Keywords: redox balance, high-throughput selection, NADPH-dependent pathways, d-lactate dehydrogenase, metabolic engineering

Graphical Abstract

graphic file with name nihms-1582518-f0001.jpg


NADPH-dependent metabolic reactions are indispensable tools in biomanufacturing. A vast number of important targets including most natural products, amino acids, and lipids are synthesized via NADPH-dependent pathways. Furthermore, NADPH serves as the preferred electron donor for some of the largest and most versatile classes of enzymes such as the cytochromes P4501,2 and enoate reductases,3,4 which find broad applications in in vitro biotransformation and in vivo metabolic engineering.3,5,6 The importance of NADPH-dependent reactions was also highlighted in the recent efforts on production of biorenewables directly from CO2 in photosynthetic organisms, which exhibit much greater availability of NADPH than NADH.710

In the era of next-generation sequencing and genome mining, new NADPH-dependent enzymes are being predicted with unprecedented rate.
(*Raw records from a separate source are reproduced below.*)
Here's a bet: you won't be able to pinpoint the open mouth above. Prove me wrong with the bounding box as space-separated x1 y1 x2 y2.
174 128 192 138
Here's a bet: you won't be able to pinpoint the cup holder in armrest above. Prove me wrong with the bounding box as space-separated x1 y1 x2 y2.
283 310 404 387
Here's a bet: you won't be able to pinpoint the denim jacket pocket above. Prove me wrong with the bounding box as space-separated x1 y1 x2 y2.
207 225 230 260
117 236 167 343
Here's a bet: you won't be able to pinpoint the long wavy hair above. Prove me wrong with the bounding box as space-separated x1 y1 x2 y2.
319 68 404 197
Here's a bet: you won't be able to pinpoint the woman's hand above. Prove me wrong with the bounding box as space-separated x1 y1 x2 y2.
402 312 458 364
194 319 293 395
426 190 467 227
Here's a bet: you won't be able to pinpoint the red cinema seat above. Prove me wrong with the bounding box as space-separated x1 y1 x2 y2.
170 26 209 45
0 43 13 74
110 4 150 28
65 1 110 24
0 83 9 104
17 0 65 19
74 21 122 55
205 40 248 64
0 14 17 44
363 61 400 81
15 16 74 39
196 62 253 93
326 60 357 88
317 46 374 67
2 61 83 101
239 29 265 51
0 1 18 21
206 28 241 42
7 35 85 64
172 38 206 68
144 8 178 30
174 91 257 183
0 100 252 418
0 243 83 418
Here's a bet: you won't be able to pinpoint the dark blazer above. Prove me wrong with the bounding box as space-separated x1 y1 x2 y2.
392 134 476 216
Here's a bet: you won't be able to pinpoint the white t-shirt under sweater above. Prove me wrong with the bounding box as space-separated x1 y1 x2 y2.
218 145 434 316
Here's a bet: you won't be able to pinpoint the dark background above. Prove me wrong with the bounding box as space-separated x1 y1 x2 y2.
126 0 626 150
However, validation and characterization of their catalytic activities remains a time-consuming and labor-intensive task, which often involves enzyme-specific assays in vitro. NADPH-dependent enzymes have also been obtained by altering the cofactor specificity of NADH-dependent enzymes in directed evolution,11,12 but similar challenges exist: screening large libraries of protein variants can be experimentally intractable with 96-well plate-based enzymatic assays.11 More importantly, in vitro assays may not accurately reflect the enzymes’ functionality in vivo because the assay conditions differ from the environment inside the cells, it is difficult to recapitulate in vitro the interfering and/or regulatory effects of other intracellular metabolites on the enzymes. Additionally, protein solubility may be an issue in vivo, especially for heterologous or engineered enzymes.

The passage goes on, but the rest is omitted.